Clients are cutting back on staffing needs and delaying hiring decisions as the economy slows, creating revenue headwinds and lengthening sales cycles, creating an increasingly difficult operating environment for RHI. No matter how you slice the results, revenue trends are deteriorating with talent solutions decline accelerating from a decline of 4% 4Q22 to 9% 1Q23. In addition, management expects revenue from talent solutions to fall by 11-16% in the second quarter of FY23. Management noted that in 1Q23, FP&A and technology faced difficulties in both staffing and operations, while admin and support functions were hit the hardest. It is also expected that these tendencies will persist into 2Q23. I expect EBITDA margins to fall further as revenue continues to decline, which RHI has limited weapons in its arsenal to cushion the decline in profits. RHI could continue to reduce FTEs, but this cannot be continuously done as the business requires labour to run. If RHI were to overcut and miss the timing of recovery, it would not be able to fully benefit from the demand, putting the business as a laggard against other better prepared peers. Another interesting thing to note is that management noted they have not seen the kind of revenue impact they would see in a recession proper. This reaffirms my belief that we are not anywhere near the trough yet, and more pain is expected to come. I am a strong believer that history repeats itself, or at least rhymes. Recession typically ends when the economy hits bottom, and employment will not recover long after that. If management words are right, it means we are still far away from the “recovery” phase.
Consensus is expecting RHI to recover to FY22 levels (in terms of earnings) by 2025, which is kind of uncertain and hard to underwrite at the moment. We are already nearly halfway through FY23, but things appear to be far from bottoming out, if at all. I created two scenarios to demonstrate the risk-reward ratio of the stock. For the first scenario, I assume that the consensus is correct and that RHI will generate $656 million in net income in FY25. Even if multiples fell to a trough of 12x, the stock would still be fairly valued, with a 6% downside after discounting back to present value. In contrast, there is a potential 40% upside if multiples revert to the average of 17x, which is very likely as things improve. The second possibility is that the economy does not recover as quickly as the market anticipated. In this scenario, I assume that consensus figures will be one year later (current FY24E numbers will be achieved in FY25E). With the delay in recovery, I believe multiples will degrade even further to their trough. At that point, it represents a -22% loss. In comparison, the risk reward for the latter scenario is significantly lower (-22% vs 17% vs -6% vs 39%). Given the wide range of results, I recommend avoiding the stock until there is more clarity on earnings and the macroeconomic outlook.

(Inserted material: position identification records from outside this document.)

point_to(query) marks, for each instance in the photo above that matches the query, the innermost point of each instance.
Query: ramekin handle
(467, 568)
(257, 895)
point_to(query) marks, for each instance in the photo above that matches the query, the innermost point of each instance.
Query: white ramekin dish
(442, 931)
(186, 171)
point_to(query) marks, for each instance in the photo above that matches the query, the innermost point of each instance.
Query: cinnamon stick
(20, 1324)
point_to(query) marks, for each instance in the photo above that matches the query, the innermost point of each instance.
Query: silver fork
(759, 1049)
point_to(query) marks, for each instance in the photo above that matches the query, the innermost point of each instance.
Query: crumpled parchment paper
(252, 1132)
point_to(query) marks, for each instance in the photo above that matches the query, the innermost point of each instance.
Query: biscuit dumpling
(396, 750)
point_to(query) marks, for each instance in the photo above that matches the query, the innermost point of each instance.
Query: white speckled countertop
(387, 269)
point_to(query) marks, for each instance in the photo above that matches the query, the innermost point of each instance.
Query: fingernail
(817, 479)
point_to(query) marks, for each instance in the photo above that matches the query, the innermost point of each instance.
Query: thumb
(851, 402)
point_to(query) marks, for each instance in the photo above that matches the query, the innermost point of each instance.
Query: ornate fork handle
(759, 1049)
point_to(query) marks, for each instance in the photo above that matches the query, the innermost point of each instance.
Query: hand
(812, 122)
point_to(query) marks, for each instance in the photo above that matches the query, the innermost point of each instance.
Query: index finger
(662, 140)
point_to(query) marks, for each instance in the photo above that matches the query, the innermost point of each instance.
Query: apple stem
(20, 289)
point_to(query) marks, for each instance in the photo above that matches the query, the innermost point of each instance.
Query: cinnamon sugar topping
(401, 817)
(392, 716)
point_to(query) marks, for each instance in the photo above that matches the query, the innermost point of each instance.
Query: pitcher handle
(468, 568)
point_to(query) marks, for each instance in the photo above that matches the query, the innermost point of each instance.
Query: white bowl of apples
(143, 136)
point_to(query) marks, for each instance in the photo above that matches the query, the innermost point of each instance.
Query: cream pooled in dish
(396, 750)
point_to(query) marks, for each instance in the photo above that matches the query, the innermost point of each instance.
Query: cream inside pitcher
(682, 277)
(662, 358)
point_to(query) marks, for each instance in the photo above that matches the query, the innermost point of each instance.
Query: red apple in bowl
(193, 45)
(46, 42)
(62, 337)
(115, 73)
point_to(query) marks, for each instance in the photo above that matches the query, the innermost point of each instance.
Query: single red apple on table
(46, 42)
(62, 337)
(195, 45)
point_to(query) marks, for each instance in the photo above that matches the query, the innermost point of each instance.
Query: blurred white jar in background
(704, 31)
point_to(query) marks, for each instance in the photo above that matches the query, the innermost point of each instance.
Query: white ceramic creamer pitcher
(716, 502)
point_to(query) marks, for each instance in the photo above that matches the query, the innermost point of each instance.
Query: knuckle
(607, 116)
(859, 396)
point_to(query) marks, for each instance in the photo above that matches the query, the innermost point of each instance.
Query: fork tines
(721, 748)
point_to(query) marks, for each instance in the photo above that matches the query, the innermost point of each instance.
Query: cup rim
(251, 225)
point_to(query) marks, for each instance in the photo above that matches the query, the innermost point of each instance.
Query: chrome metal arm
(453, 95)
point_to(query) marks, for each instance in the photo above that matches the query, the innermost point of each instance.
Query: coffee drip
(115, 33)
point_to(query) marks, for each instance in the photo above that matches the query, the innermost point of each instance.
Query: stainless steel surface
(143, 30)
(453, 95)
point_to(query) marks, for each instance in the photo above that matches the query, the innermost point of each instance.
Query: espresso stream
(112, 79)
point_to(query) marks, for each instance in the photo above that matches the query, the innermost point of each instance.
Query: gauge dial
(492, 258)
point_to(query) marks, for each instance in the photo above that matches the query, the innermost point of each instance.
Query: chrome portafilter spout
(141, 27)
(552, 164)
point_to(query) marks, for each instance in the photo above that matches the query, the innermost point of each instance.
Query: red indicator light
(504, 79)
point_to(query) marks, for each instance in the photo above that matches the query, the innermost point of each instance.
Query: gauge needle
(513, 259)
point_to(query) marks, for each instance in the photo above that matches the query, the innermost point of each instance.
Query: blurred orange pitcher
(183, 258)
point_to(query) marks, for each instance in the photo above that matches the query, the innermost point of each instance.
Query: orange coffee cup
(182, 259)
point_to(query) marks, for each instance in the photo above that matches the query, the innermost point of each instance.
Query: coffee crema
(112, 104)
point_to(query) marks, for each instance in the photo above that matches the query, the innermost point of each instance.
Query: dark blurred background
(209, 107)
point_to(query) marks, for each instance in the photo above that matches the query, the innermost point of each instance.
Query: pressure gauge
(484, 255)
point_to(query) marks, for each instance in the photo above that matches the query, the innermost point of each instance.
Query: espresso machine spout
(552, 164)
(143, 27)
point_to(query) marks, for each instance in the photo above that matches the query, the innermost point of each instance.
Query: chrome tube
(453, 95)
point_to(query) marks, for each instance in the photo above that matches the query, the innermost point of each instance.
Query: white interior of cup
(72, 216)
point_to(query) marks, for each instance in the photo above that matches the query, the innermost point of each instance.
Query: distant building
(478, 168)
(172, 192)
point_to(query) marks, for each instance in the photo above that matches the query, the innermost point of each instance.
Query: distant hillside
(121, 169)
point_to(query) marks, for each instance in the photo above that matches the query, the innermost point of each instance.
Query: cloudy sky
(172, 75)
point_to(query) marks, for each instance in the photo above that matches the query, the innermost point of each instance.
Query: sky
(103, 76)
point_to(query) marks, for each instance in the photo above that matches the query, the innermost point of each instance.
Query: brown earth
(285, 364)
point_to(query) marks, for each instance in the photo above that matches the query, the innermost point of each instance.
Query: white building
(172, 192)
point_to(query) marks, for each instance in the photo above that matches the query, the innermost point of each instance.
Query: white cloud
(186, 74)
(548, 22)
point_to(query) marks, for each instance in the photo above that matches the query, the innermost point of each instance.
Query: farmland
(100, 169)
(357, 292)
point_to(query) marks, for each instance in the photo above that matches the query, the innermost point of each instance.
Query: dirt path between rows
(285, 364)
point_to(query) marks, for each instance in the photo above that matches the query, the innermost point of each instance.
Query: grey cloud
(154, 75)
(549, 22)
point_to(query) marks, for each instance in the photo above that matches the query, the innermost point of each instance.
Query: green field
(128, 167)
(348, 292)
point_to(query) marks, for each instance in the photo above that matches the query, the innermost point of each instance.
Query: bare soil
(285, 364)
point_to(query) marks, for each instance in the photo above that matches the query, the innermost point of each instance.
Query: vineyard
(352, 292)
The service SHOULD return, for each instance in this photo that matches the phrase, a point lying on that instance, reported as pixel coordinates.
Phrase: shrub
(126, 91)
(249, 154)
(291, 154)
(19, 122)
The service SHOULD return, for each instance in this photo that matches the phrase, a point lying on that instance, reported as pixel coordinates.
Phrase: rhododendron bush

RHI recent performance and outlook are concerning, with revenue declines and a challenging macro environment impacting the company's bottom line. While RHI has found some relief in its counter-cyclical segments and its exposure to Europe, the slowdown in revenue growth is expected to persist, with talent solutions revenue expected to fall by 11-16% in 2Q23. In addition, the uncertain economic conditions make it difficult to underwrite the stock's valuation, with a wide range of potential outcomes. As a result, I recommend a hold rating on RHI and suggest avoiding the stock and the industry as a whole until there is more clarity on earnings and the macroeconomic outlook.